Introduction

Package Insert: Information for the Patient

Bilastine Cinfa 20 mg Tablets EFG

Read this package insert carefully before starting to take this medication, as it contains important information for you.

Keep this package insert, as you may need to refer to it again.

If you have any questions, consult your doctor or pharmacist.

This medication has been prescribed for you only, and you should not give it to others who may have the same symptoms as you, as it may harm them.
If you experience any adverse effects, consult your doctor or pharmacist, even if they are not listed in this package insert. See section 4.

1. What is Bilastina cinfa and what is it used for

Bilastina cinfa contains bilastine as the active ingredient, which is an antihistamine. Bilastina cinfa is used to relieve symptoms of allergic rhinoconjunctivitis (stuffy or runny nose, sneezing, nasal congestion, and red, itchy eyes) and other forms of allergic rhinitis. It may also be used to treat skin eruptions with itching (hives or urticaria).

2. What you need to know before starting to take Bilastina cinfa

Do not take Bilastina cinfa

If you are allergic to bilastina or any of the other components of this medication (listed in section 6).

Warnings and precautions

Consult your doctor or pharmacist before starting to take Bilastina cinfa.

If you have moderate or severe kidney failure, low blood levels of potassium, magnesium, calcium, if you have or have had heart rhythm problems or if your heart rate is very low, if you are taking medications that may affect heart rhythm, if you have or have had a certain abnormal pattern of your heartbeat (known as QTc prolongation in the electrocardiogram) that may occur in some types of heart disease and are also taking other medications (see “Other medications and Bilastina cinfa”).

Children

Do not administer this medication to children under 12 years of age

Do not exceed the recommended dose. If symptoms persist, consult your doctor.

Other medications and Bilastina cinfa

Inform your doctor or pharmacist if you are taking, have taken recently or may need to take any other medication, including those purchased without a prescription.

Particularly, please consult with your doctor if you are taking any of the following medications:

Ketoconazole (an antifungal medication)
Erythromycin (an antibiotic)
Diltiazem (to treat angina pectoris)
Ciclosporin (to reduce the activity of your immune system, to prevent transplant rejection or reduce the activity of autoimmune diseases and allergic disorders, such as psoriasis, atopic dermatitis or rheumatoid arthritis)
Ritonavir (to treat AIDS)
Rifampicin (an antibiotic)

Taking Bilastina cinfa with food, drinks, and alcohol

These tabletsmust not be taken withfood or with grapefruit juice or other fruit juices,as this would reduce the effect of bilastina.

To avoid this, you can:

take the tablet and wait an hour before eating or taking fruit juices, or
if you have eaten food or fruit juice, wait for two hours before taking the tablet.

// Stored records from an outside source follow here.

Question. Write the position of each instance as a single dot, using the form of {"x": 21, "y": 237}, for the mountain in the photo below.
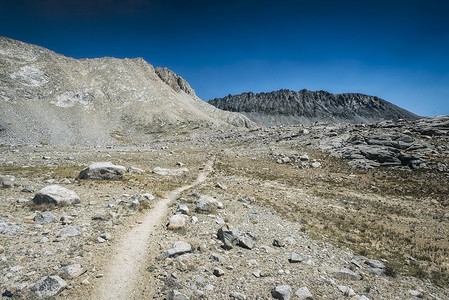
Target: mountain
{"x": 48, "y": 98}
{"x": 285, "y": 107}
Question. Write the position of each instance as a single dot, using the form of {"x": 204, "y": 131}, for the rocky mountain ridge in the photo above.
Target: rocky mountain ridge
{"x": 48, "y": 98}
{"x": 286, "y": 107}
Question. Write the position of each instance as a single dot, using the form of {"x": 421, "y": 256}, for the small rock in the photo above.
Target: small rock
{"x": 175, "y": 295}
{"x": 49, "y": 286}
{"x": 65, "y": 220}
{"x": 217, "y": 257}
{"x": 170, "y": 172}
{"x": 304, "y": 293}
{"x": 69, "y": 231}
{"x": 347, "y": 291}
{"x": 246, "y": 242}
{"x": 176, "y": 222}
{"x": 182, "y": 209}
{"x": 9, "y": 230}
{"x": 278, "y": 243}
{"x": 45, "y": 217}
{"x": 282, "y": 292}
{"x": 106, "y": 236}
{"x": 218, "y": 272}
{"x": 103, "y": 170}
{"x": 100, "y": 218}
{"x": 221, "y": 186}
{"x": 6, "y": 181}
{"x": 237, "y": 296}
{"x": 316, "y": 165}
{"x": 304, "y": 157}
{"x": 72, "y": 271}
{"x": 178, "y": 248}
{"x": 64, "y": 181}
{"x": 345, "y": 273}
{"x": 135, "y": 170}
{"x": 55, "y": 194}
{"x": 295, "y": 258}
{"x": 375, "y": 264}
{"x": 415, "y": 293}
{"x": 228, "y": 236}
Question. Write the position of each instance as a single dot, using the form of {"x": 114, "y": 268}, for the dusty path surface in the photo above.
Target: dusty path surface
{"x": 125, "y": 267}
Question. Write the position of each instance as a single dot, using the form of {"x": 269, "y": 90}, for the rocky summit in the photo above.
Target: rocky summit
{"x": 285, "y": 107}
{"x": 48, "y": 98}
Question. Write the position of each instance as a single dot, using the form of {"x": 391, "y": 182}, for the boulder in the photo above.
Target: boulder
{"x": 69, "y": 231}
{"x": 170, "y": 172}
{"x": 175, "y": 295}
{"x": 72, "y": 271}
{"x": 207, "y": 204}
{"x": 44, "y": 218}
{"x": 246, "y": 242}
{"x": 177, "y": 222}
{"x": 228, "y": 236}
{"x": 218, "y": 272}
{"x": 9, "y": 230}
{"x": 182, "y": 209}
{"x": 178, "y": 248}
{"x": 237, "y": 295}
{"x": 135, "y": 170}
{"x": 345, "y": 273}
{"x": 55, "y": 194}
{"x": 49, "y": 286}
{"x": 6, "y": 181}
{"x": 295, "y": 258}
{"x": 103, "y": 170}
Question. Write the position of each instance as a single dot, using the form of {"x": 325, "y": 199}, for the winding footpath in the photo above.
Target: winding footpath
{"x": 125, "y": 269}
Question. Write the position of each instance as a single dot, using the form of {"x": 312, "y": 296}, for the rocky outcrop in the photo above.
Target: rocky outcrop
{"x": 285, "y": 107}
{"x": 47, "y": 98}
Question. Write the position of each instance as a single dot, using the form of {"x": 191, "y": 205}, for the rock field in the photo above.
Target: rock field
{"x": 282, "y": 213}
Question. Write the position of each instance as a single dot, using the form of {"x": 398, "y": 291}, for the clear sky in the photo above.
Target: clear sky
{"x": 397, "y": 50}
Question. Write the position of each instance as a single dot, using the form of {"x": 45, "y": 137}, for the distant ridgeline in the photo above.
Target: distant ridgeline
{"x": 285, "y": 107}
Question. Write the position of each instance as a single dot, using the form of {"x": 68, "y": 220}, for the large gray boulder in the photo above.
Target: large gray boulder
{"x": 55, "y": 194}
{"x": 103, "y": 170}
{"x": 49, "y": 286}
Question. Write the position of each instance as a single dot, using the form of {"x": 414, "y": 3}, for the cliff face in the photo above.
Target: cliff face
{"x": 285, "y": 107}
{"x": 49, "y": 98}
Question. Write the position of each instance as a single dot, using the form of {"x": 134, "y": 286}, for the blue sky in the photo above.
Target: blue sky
{"x": 397, "y": 50}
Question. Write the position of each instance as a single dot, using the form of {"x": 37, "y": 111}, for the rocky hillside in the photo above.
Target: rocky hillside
{"x": 285, "y": 107}
{"x": 49, "y": 98}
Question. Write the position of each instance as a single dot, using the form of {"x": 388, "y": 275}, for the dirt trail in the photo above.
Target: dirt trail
{"x": 125, "y": 269}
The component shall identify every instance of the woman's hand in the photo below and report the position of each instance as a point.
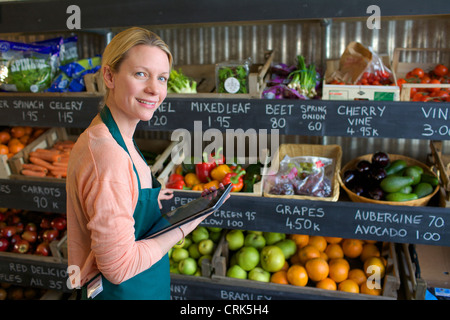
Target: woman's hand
(164, 194)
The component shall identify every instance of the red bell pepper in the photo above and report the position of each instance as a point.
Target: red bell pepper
(180, 185)
(235, 178)
(203, 169)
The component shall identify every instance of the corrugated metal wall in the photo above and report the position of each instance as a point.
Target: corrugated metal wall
(315, 40)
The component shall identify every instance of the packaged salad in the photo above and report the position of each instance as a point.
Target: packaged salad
(26, 67)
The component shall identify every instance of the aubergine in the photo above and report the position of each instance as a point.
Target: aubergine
(380, 159)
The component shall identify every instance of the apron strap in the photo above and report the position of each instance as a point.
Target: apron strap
(108, 120)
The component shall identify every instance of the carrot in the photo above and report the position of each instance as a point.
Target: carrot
(41, 162)
(59, 173)
(32, 173)
(49, 157)
(34, 167)
(60, 164)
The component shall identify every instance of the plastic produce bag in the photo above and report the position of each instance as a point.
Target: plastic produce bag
(306, 176)
(26, 67)
(232, 76)
(66, 47)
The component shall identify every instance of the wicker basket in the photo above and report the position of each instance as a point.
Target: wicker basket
(410, 161)
(295, 150)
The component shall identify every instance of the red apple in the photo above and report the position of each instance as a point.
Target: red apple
(30, 236)
(59, 223)
(50, 235)
(30, 226)
(21, 246)
(9, 231)
(43, 249)
(45, 223)
(4, 244)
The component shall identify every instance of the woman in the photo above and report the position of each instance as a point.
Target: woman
(112, 197)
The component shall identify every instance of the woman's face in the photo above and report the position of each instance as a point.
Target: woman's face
(140, 85)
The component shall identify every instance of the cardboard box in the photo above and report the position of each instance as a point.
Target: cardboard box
(356, 92)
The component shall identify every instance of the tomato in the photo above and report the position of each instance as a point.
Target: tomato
(418, 72)
(425, 79)
(440, 70)
(434, 81)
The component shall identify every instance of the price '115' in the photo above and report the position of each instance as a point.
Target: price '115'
(65, 117)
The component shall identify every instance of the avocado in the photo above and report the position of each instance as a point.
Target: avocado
(395, 183)
(398, 196)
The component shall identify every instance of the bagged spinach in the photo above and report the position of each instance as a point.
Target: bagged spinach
(66, 47)
(26, 67)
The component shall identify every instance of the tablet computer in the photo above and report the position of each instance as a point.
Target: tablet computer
(196, 208)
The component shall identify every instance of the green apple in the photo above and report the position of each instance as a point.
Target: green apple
(247, 258)
(200, 260)
(174, 267)
(272, 258)
(254, 231)
(179, 254)
(200, 233)
(273, 237)
(206, 246)
(254, 240)
(215, 236)
(259, 274)
(236, 272)
(235, 239)
(193, 251)
(187, 266)
(288, 247)
(214, 229)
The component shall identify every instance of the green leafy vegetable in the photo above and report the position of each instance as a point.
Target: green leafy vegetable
(179, 83)
(304, 78)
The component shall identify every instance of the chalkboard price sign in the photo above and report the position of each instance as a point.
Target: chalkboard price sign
(33, 195)
(425, 225)
(37, 272)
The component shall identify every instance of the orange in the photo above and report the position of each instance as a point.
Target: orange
(327, 284)
(333, 239)
(16, 147)
(4, 149)
(17, 132)
(279, 277)
(357, 275)
(334, 251)
(365, 289)
(352, 247)
(338, 270)
(4, 137)
(308, 252)
(369, 250)
(318, 241)
(300, 240)
(340, 260)
(377, 263)
(348, 286)
(13, 141)
(297, 275)
(317, 269)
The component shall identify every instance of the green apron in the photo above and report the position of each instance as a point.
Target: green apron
(153, 283)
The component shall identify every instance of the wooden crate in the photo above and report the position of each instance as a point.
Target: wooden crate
(295, 150)
(44, 141)
(430, 57)
(356, 92)
(171, 167)
(205, 76)
(390, 286)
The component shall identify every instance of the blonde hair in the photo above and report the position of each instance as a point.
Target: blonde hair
(116, 51)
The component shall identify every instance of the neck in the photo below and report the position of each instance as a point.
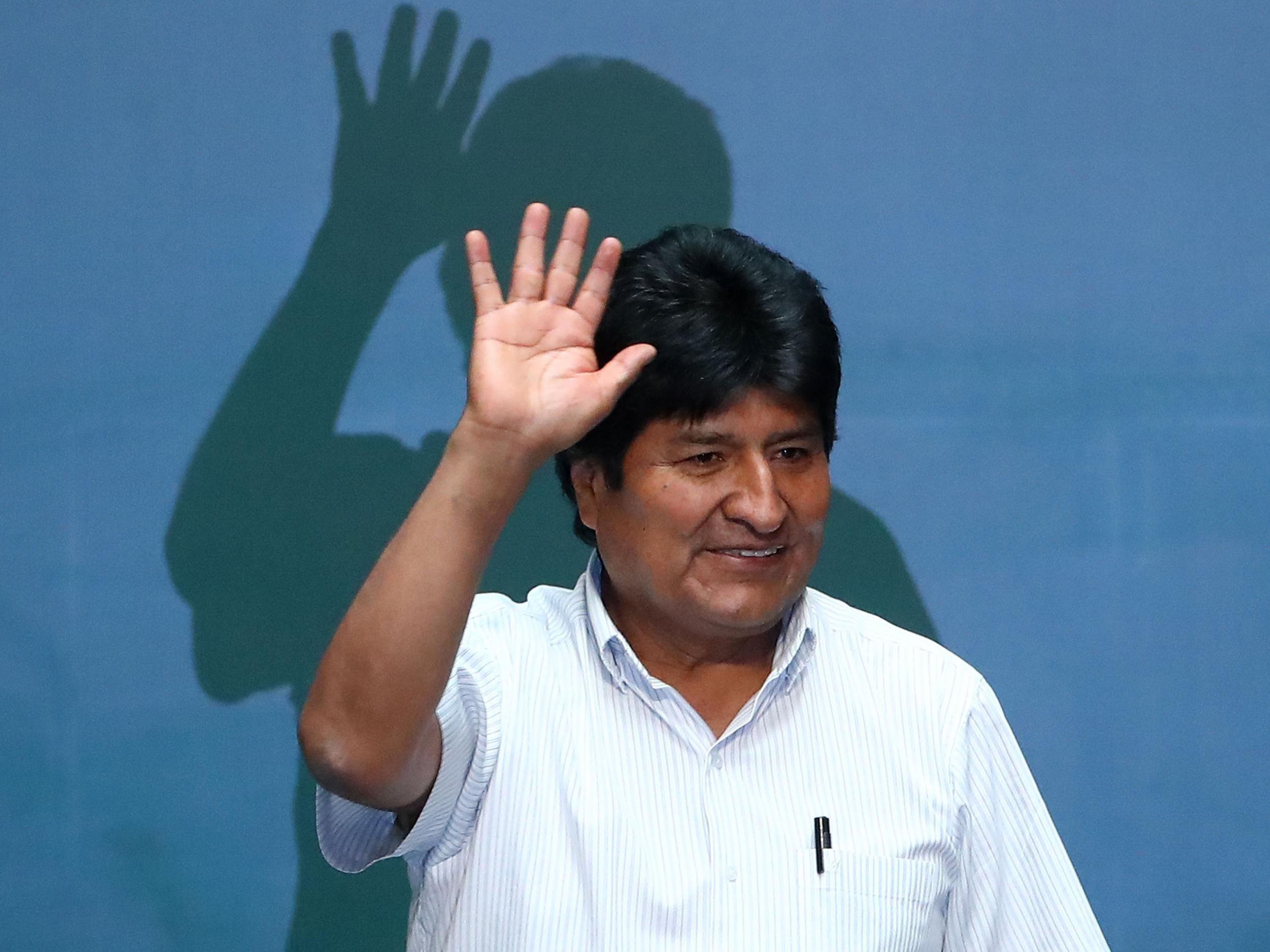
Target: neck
(674, 651)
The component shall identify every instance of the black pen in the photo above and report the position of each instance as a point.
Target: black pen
(823, 841)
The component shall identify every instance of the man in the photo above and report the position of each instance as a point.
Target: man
(652, 761)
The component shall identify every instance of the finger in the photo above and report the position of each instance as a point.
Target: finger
(435, 64)
(618, 375)
(595, 290)
(567, 260)
(395, 68)
(350, 88)
(486, 291)
(460, 105)
(527, 268)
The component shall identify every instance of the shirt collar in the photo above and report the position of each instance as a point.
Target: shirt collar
(793, 649)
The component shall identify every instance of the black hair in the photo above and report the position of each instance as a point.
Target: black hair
(725, 314)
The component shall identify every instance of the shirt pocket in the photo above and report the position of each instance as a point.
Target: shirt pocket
(865, 875)
(870, 902)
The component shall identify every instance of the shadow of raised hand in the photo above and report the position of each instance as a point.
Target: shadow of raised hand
(395, 184)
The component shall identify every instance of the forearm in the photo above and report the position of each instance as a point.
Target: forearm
(367, 727)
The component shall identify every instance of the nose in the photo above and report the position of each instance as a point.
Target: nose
(756, 499)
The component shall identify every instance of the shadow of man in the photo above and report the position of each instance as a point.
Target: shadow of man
(280, 519)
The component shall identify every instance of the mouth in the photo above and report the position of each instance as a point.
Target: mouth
(751, 556)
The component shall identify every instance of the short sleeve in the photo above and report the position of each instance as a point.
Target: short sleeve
(1017, 890)
(352, 837)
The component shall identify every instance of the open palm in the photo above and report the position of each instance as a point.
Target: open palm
(534, 372)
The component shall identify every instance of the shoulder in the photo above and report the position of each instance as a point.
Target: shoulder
(897, 667)
(545, 616)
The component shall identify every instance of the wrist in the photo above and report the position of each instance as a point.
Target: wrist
(493, 451)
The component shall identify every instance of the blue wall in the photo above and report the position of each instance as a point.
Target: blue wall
(1043, 232)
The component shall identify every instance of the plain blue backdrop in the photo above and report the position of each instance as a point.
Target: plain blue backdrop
(1043, 229)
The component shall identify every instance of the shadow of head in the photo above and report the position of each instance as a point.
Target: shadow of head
(608, 135)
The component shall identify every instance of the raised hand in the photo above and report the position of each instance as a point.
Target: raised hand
(398, 159)
(534, 377)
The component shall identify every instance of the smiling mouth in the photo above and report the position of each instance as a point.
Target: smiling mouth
(751, 552)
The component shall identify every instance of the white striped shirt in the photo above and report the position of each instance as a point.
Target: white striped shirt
(582, 804)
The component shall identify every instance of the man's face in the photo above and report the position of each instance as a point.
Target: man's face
(719, 522)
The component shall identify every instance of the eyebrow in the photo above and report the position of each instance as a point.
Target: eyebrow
(700, 437)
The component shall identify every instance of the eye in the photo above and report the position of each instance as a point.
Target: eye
(705, 458)
(793, 452)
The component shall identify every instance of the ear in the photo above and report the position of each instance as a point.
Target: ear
(586, 478)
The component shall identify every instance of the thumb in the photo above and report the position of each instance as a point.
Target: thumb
(620, 372)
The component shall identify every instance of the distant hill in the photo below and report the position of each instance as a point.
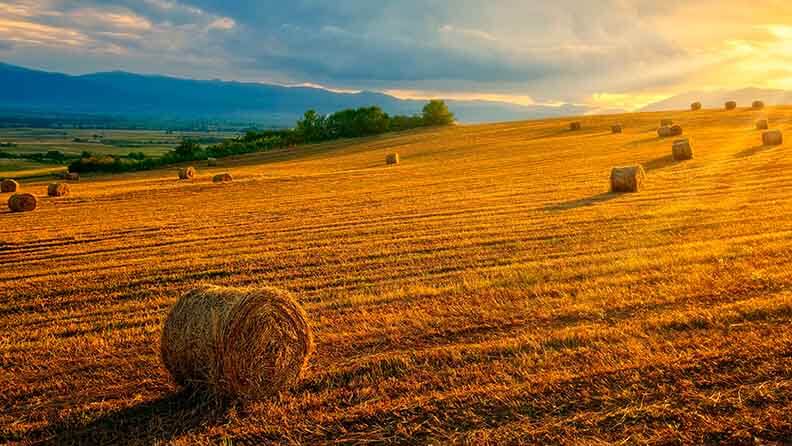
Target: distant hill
(160, 97)
(716, 99)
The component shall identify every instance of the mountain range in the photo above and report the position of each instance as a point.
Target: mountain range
(153, 97)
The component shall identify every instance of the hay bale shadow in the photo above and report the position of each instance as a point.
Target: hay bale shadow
(153, 422)
(751, 151)
(583, 202)
(659, 163)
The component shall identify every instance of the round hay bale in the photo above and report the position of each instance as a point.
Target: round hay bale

Bilastina, at the recommended dose (20 mg), does not increase the drowsiness caused by alcohol.

Pregnancy, breastfeeding, and fertility

If you are pregnant or breastfeeding, think you may be pregnant or intend to become pregnant, consult your doctor or pharmacist before using this medication.

There are no data, or these are limited, on the use of bilastina in pregnant women, during breastfeeding or on the effects on fertility.

Consult your doctor or pharmacist before using any medication.

Driving and operating machinery

It has been shown that bilastina does not affect performance during driving in adults. However, the response of each patient to the medication may be different. Therefore, check how this medication affects you before driving or operating machinery.

3. How to take Bilastina cinfa

Follow exactly the administration instructions for this medication as indicated by your doctor or pharmacist. In case of doubt, consult your doctor or pharmacist again.

The recommended dose in adults, including elderly patients and adolescents 12 years of age or older, is 1 tablet (20 mg) per day.

The tablet is to be taken orally.
The tablet should be taken one hour before or two hours after taking any food or fruit juice (see section 2, “Taking Bilastina cinfa with food, drinks, and alcohol”).
Swallow the tablet with a glass of water.

Regarding the duration of treatment, your doctor will determine the type of disease you have and will tell you for how long you should take bilastina.

Use in children

For children 6 to 11 years of age with a minimum body weight of 20 kg, there are other more suitable pharmaceutical forms – bilastina 10 mg chewable tablets or bilastina 2.5 mg/ml oral solution – consult your doctor or pharmacist.

Do not administer this medication to children under 6 years of age with a body weight less than 20 kg since there are not enough data available.

If you take more Bilastina cinfa than you should

If you, or anyone else, exceed the dose of this medication, inform your doctor immediately or go to the nearest hospital emergency service. Please remember to bring this medication package or this leaflet with you.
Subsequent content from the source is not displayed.